Cerebral edema in diabetic ketoacidosis with serum sodium below 135 mEq/L

J Pediatr. 2008 Jan;152(1):145-6;

Sema A, Puliyel JM.

Cerebral edema in diabetic ketoacidosis with serum sodium below 135 mEq/L

Hooran et al1 have studied a group of patients with diabetic ketoacidosis (DKA) and cerebral edema (CE) against 2 control groups without CE, one with and the other without hypernatraemia. They suggest that a gradual decrease in plasma glucose and a concomitant increase in serum sodium, decrease the likelihood of CE. This finding takes us a little closer to understanding CE in DKA.

However our analysis of their data shows that there is a characteristic of the CE group that has not been highlighted by the authors which may be crucial. The CE group had significantly lower levels of serum sodium at the start of therapy, than even the ‘low sodium control group’ (LSCG). The 95% confidence intervals (CI) lies below the normal serum sodium threshold (135 mEqL), while the CI in the LSCG lies above this threshold.

We have previously shown that DKA patients have raised osmolality (measured osmolality evaluated by depression of freezing point) and that they have a large osmolar gap (Osmolar gap = Measured osmolality (-) Calculated osmolality); (Calculated osmolality = 2 ×PNa + P Glucose (in mmol/l)2. Unmeasured substances like ketoacids are responsible for the osmolar gap. Using a modified red-blood-cell saline fragility test, we have previously shown that ketoacids are osmotonic in nature, and that they cause fluid shifts across cell membranes3. Ketoacids are also responsible for the effective osmolality like glucose in DKA.

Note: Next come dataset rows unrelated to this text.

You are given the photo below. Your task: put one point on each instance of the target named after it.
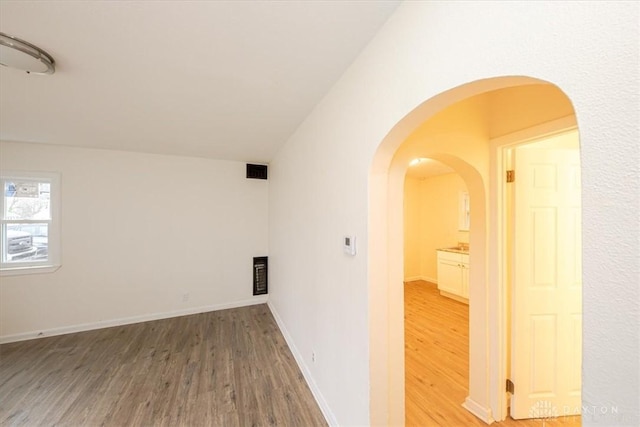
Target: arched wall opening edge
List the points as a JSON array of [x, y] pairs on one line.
[[385, 267]]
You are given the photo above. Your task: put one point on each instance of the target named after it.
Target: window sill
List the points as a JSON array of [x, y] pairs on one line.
[[19, 271]]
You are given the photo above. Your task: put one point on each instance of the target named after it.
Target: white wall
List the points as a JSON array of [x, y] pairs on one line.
[[326, 301], [138, 232]]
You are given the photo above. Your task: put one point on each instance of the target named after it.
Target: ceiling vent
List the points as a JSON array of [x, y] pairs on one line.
[[256, 171]]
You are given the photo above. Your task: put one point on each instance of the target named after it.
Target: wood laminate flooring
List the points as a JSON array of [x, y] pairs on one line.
[[437, 362], [223, 368]]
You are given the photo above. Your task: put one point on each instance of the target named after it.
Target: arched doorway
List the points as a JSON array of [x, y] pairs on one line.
[[487, 300]]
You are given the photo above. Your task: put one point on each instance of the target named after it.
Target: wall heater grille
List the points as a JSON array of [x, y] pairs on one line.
[[256, 171], [260, 275]]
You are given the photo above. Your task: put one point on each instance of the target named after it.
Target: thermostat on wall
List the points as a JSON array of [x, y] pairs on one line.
[[350, 245]]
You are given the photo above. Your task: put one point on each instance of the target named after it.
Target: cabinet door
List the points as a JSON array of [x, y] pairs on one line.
[[449, 278]]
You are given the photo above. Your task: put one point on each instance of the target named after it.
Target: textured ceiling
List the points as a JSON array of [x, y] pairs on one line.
[[227, 80]]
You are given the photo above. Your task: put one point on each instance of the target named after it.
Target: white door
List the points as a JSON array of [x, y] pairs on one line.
[[547, 272]]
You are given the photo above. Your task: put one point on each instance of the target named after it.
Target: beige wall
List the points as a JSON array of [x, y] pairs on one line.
[[412, 229], [431, 222]]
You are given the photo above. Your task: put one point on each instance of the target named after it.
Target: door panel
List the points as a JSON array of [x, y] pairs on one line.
[[547, 287]]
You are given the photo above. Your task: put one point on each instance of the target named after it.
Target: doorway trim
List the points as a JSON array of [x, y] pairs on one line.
[[498, 270]]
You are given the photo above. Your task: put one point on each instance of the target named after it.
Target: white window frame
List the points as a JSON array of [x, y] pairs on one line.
[[53, 261]]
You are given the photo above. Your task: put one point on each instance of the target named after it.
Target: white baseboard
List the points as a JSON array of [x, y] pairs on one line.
[[129, 320], [322, 403], [425, 278], [478, 410]]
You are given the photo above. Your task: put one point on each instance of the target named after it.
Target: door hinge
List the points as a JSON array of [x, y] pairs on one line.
[[510, 387], [511, 175]]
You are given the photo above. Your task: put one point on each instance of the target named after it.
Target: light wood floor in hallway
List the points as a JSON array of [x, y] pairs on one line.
[[437, 362], [223, 368]]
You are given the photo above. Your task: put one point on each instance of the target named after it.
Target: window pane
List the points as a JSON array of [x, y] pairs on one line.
[[27, 200], [26, 242]]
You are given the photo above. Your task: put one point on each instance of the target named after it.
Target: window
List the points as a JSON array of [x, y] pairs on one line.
[[29, 223]]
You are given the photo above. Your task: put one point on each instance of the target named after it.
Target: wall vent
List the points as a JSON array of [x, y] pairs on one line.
[[256, 171], [260, 275]]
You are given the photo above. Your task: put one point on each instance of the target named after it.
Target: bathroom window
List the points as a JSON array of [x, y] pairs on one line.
[[29, 223]]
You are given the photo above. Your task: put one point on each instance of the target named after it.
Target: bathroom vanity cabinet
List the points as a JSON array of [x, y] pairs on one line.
[[453, 274]]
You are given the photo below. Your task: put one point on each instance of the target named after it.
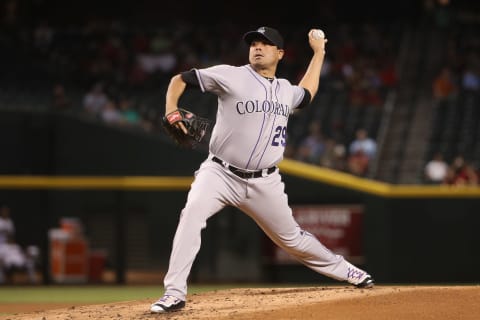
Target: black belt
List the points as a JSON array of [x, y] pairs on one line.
[[245, 174]]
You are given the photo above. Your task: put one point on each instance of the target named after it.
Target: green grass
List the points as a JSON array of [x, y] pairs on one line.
[[88, 294]]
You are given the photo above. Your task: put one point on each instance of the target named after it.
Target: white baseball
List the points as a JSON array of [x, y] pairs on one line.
[[318, 34]]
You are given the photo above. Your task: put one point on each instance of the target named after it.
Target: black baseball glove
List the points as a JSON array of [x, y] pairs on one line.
[[196, 127]]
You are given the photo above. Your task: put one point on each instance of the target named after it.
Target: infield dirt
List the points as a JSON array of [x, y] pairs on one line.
[[381, 302]]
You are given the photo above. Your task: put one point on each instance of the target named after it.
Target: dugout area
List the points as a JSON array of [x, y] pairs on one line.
[[125, 190]]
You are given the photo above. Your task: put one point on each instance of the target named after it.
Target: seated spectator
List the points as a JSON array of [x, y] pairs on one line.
[[444, 86], [312, 146], [436, 170], [14, 259], [364, 143], [110, 114], [95, 100], [334, 155]]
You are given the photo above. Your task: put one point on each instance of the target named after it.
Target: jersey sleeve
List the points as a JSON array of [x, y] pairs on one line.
[[215, 79]]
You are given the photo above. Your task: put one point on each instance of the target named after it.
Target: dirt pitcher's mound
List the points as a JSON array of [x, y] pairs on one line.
[[382, 302]]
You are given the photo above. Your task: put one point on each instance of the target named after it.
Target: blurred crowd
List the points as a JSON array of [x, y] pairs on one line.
[[117, 73], [15, 259]]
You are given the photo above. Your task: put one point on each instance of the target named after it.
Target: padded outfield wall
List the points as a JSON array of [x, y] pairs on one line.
[[124, 187]]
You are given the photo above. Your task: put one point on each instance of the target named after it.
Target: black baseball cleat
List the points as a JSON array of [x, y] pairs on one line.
[[367, 283], [167, 304]]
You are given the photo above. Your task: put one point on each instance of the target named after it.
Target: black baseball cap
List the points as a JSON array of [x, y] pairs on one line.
[[272, 35]]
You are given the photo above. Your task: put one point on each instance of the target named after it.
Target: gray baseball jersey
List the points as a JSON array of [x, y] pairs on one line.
[[250, 133], [252, 115]]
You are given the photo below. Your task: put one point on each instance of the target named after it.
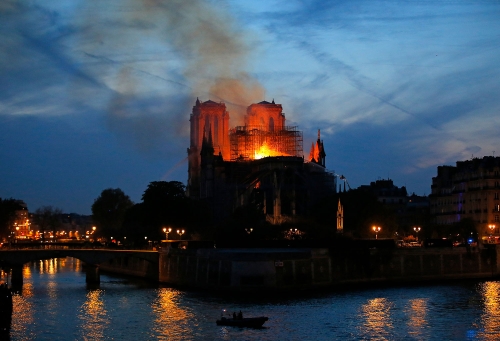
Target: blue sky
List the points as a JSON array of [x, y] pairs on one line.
[[97, 95]]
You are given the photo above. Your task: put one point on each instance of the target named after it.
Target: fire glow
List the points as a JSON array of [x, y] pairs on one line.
[[266, 151]]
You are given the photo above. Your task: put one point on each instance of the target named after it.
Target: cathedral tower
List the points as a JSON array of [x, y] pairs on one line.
[[207, 119]]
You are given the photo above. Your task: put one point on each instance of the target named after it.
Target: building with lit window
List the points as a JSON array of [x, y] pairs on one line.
[[20, 228], [471, 189]]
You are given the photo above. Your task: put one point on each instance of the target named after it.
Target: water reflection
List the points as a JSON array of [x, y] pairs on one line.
[[172, 321], [416, 310], [490, 318], [377, 319], [22, 316], [93, 316]]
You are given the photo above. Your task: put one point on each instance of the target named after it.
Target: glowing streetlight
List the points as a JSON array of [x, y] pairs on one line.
[[417, 230], [167, 231], [492, 228], [180, 233]]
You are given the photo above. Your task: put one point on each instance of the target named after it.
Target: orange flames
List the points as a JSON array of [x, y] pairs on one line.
[[265, 151]]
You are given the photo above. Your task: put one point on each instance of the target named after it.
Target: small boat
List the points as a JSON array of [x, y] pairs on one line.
[[237, 320]]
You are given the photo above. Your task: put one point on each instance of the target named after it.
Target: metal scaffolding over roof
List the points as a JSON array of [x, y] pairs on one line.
[[255, 142]]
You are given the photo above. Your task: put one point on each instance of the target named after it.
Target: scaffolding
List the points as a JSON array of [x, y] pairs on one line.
[[254, 142]]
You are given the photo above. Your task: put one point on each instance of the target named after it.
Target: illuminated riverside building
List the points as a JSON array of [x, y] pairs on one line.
[[20, 228], [260, 163], [471, 189]]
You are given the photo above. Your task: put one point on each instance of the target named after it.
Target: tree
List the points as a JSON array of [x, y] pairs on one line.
[[48, 219], [108, 210], [163, 191]]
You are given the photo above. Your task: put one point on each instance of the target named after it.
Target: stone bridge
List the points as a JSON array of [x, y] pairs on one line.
[[15, 259]]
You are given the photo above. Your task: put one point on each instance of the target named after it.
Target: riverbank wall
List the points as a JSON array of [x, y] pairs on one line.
[[285, 269], [250, 269]]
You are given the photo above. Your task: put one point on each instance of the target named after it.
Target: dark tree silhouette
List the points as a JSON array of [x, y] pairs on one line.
[[108, 211], [48, 219]]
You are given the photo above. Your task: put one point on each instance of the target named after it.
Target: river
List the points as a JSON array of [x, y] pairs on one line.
[[55, 304]]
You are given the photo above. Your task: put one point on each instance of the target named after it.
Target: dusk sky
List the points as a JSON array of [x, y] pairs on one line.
[[97, 94]]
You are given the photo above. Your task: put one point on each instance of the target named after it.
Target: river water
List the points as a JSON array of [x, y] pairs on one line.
[[55, 304]]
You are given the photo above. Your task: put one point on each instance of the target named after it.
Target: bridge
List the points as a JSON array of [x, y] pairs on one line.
[[15, 259]]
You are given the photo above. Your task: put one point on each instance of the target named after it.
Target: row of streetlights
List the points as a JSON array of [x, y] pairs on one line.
[[377, 229], [168, 230]]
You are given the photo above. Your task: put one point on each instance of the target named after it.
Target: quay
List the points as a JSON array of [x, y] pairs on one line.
[[282, 267]]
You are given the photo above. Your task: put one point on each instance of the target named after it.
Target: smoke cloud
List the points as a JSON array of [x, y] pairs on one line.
[[213, 50]]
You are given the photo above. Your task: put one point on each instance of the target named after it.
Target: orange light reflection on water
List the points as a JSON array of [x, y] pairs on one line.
[[378, 322], [93, 316], [171, 321], [491, 311], [416, 310]]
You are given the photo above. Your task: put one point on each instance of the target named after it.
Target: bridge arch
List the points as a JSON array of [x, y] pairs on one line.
[[93, 258]]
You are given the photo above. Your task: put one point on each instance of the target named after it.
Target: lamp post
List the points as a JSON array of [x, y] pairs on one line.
[[180, 233], [167, 231], [492, 228], [417, 230]]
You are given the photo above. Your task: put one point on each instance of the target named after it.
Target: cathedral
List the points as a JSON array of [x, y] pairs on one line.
[[260, 163]]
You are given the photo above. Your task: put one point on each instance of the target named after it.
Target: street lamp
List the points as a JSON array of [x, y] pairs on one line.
[[492, 228], [417, 230], [167, 231], [180, 233]]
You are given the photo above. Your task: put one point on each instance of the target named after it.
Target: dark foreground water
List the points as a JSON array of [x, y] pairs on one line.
[[55, 304]]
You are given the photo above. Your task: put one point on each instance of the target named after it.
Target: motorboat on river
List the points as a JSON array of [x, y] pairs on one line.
[[237, 320]]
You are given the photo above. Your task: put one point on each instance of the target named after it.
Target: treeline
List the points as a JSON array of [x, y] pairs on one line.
[[164, 205]]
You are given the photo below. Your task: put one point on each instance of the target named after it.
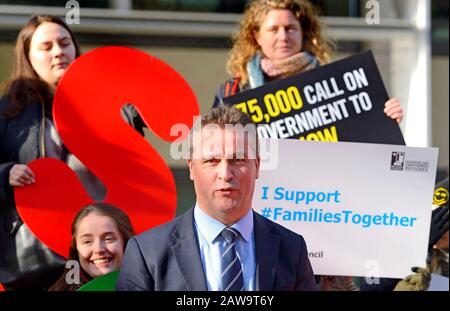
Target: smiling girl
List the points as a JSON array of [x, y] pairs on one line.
[[100, 233]]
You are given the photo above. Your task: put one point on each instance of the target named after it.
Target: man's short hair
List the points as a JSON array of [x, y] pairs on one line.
[[225, 116]]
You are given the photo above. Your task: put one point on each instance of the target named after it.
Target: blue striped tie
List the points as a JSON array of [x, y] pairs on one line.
[[232, 278]]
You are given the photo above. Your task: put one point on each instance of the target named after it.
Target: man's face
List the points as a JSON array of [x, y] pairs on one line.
[[223, 174]]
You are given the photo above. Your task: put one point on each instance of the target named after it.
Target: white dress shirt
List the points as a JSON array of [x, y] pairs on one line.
[[211, 246]]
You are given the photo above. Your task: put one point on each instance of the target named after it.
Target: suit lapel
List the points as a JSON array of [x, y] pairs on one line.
[[186, 250], [266, 247]]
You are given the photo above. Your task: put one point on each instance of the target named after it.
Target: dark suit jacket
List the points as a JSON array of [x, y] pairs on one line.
[[168, 258]]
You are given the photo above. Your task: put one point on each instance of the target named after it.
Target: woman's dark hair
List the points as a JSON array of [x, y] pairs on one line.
[[24, 86], [117, 215]]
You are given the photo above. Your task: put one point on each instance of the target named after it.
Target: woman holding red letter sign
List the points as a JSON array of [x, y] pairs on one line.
[[45, 48]]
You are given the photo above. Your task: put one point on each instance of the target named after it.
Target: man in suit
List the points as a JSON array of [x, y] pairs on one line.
[[220, 243]]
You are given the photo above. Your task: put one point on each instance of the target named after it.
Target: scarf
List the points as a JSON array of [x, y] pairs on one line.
[[259, 66]]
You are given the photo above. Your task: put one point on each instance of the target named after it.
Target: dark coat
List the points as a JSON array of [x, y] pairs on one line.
[[167, 258]]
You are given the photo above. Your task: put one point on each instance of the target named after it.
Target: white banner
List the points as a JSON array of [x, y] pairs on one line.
[[363, 209]]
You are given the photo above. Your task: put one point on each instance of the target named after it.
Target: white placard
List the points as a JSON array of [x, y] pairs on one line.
[[438, 283], [363, 209]]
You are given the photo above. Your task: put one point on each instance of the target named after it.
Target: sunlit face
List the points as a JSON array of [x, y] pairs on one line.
[[280, 35], [51, 52], [224, 174], [100, 245]]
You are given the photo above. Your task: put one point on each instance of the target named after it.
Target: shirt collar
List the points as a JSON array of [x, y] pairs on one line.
[[211, 227]]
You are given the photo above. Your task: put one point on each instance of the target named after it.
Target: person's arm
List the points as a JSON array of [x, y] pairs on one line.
[[5, 188], [130, 114], [134, 275]]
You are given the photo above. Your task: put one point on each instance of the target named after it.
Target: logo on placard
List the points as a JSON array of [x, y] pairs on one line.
[[440, 196], [397, 161]]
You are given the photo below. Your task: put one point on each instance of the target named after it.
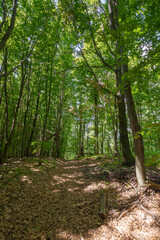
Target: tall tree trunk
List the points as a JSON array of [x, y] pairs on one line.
[[121, 70], [48, 101], [127, 154], [136, 131], [10, 137], [34, 123], [96, 132]]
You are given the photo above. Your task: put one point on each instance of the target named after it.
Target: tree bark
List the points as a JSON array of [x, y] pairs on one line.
[[11, 26]]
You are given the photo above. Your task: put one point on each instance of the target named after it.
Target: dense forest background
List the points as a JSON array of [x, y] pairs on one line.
[[80, 78]]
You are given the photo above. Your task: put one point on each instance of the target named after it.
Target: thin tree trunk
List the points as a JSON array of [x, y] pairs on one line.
[[121, 70], [10, 137], [34, 123], [136, 131], [127, 154]]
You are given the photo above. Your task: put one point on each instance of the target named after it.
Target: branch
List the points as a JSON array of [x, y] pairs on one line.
[[11, 26], [95, 45], [20, 63], [99, 85], [13, 69]]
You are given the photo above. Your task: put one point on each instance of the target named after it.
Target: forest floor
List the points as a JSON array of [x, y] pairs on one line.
[[61, 201]]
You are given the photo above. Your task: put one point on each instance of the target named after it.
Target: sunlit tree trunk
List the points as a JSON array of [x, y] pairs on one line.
[[122, 70]]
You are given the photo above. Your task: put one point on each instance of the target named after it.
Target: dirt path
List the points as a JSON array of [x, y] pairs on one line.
[[63, 202]]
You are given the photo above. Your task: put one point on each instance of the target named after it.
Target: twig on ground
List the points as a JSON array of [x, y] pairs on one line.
[[136, 236], [151, 214], [82, 238]]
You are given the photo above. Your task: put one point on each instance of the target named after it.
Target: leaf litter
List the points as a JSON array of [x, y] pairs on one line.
[[62, 201]]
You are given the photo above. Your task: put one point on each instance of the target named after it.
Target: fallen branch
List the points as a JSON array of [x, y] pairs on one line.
[[124, 213], [136, 236]]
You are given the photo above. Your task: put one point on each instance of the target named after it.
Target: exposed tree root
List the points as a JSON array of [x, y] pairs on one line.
[[136, 236], [151, 214], [153, 185]]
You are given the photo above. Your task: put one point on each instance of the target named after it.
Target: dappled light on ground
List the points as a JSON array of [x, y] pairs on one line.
[[26, 179], [62, 202], [93, 187]]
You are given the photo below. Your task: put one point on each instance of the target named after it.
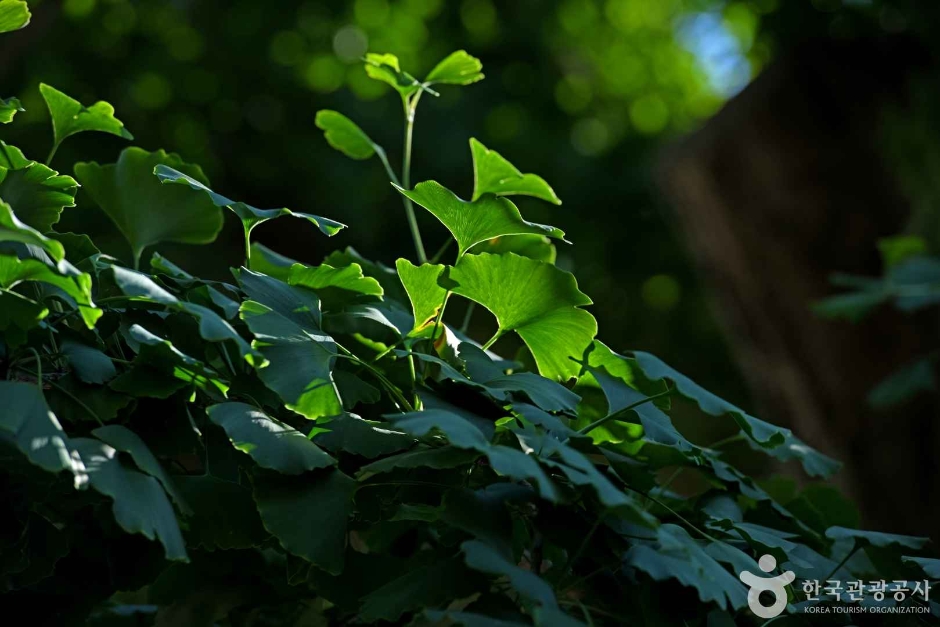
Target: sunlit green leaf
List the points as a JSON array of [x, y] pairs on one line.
[[144, 211], [14, 14], [425, 294], [548, 320], [65, 277], [9, 106], [126, 441], [69, 116], [13, 230], [250, 216], [492, 174], [473, 222], [344, 135], [270, 442], [457, 68], [37, 193]]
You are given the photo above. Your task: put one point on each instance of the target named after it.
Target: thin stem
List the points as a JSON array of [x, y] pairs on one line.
[[619, 414], [52, 152], [577, 554], [467, 316], [247, 247], [492, 340], [410, 107], [64, 391]]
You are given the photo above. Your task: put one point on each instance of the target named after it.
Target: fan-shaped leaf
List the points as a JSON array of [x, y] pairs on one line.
[[27, 420], [548, 320], [126, 441], [14, 14], [344, 135], [425, 294], [64, 276], [69, 116], [250, 216], [457, 68], [140, 504], [308, 515], [482, 557], [9, 106], [473, 222], [270, 442], [145, 211], [776, 441], [492, 174], [37, 193], [13, 230]]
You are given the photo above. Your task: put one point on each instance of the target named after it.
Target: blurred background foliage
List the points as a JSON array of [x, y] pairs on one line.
[[583, 92]]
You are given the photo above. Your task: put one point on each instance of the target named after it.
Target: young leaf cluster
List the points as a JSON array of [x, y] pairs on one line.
[[321, 444]]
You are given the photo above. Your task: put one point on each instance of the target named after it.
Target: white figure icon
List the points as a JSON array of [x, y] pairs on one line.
[[777, 585]]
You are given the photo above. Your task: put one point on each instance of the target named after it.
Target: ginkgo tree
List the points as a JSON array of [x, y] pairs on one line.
[[325, 444]]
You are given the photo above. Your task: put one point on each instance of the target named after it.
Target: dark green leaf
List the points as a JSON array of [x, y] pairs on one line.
[[875, 538], [126, 441], [140, 504], [37, 193], [484, 558], [270, 442], [344, 135], [473, 222], [308, 515], [27, 420], [9, 106], [145, 211], [90, 364], [250, 216]]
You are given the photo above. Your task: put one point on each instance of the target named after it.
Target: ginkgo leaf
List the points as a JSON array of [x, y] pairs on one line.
[[9, 107], [385, 68], [250, 216], [35, 430], [145, 211], [73, 283], [425, 294], [301, 356], [140, 503], [457, 68], [69, 116], [548, 319], [349, 278], [776, 441], [493, 174], [13, 230], [270, 442], [473, 222], [37, 193], [345, 135], [14, 14]]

The finding of significant hyponatraemia before the onset of treatment, in patients with CE by Hooran and colleagues, ties in with our observations. Patients with DKA and a high serum osmolality [due to high levels of glucose (a measured substance) and high ketoacid levels (unmeasured)], will respond with reduced serum sodium levels in an effort to maintain serum osmolality as close to normal as possible. Treatment of DKA results in a fall in glucose and ketoacid levels. Physicians know to be careful to bring down levels of glucose gradually but they are not aware how quickly ketoacid levels are changing.

We believe that Hoorn et al have shown that a serum sodium level below 135mEq/L before treatment, is a risk factor for development of CE and this may be a pointer to the high levels of unmeasured osmotic substances in the blood. Further we reiterate that patients with DKA should have serum osmolality measured objectively by techniques like the depression of freezing point as this provides a clearer index of the changes being brought about during the treatment of DKA 4.



Akatoli Sema DCH
Jacob M Puliyel MD MRCP M Phil
Department of Pediatrics
St Stephens Hospital, Delhi 110054 India
puliyel@gmail.com


References
1. Hoorn EJ, Carlotti AP, Costa LA, MacMohan B, Bohn G, Zietse R, Halperin ML, Bohn D. Preventing a drop in effective plasma osmolality to minimize the likelihood of cerebral edema during treatment of children with diabetic ketoacidosis. J Pediatr. 2007;150:467-73.

2. Puliyel J, Puliyel M, Hincliff R. Hypertonicity in diabetic ketoacidosis: Unexpected biochemical correlates and clinical implications. Joint Meeting of International Symposium on Diabetes and Endocrine disorders of the young and 4th Asian Symposium of Childhood and Juvenile Diabetes: Chaing Mai Thailand Jan 26-9 1997

3. Puliyel JM. Osmotonicity of acetoacetate: possible implications for cerebral edema in diabetic ketoacidosis. Med Sci Monit. 2003;9:BR130-3.

4. Puliyel JM, Bhambhani V. Ketoacid levels may alter osmotonicity in diabetic ketoacidosis and precipitate cerebral edema. (Letter) Arch Dis Child. 2003; 88:366.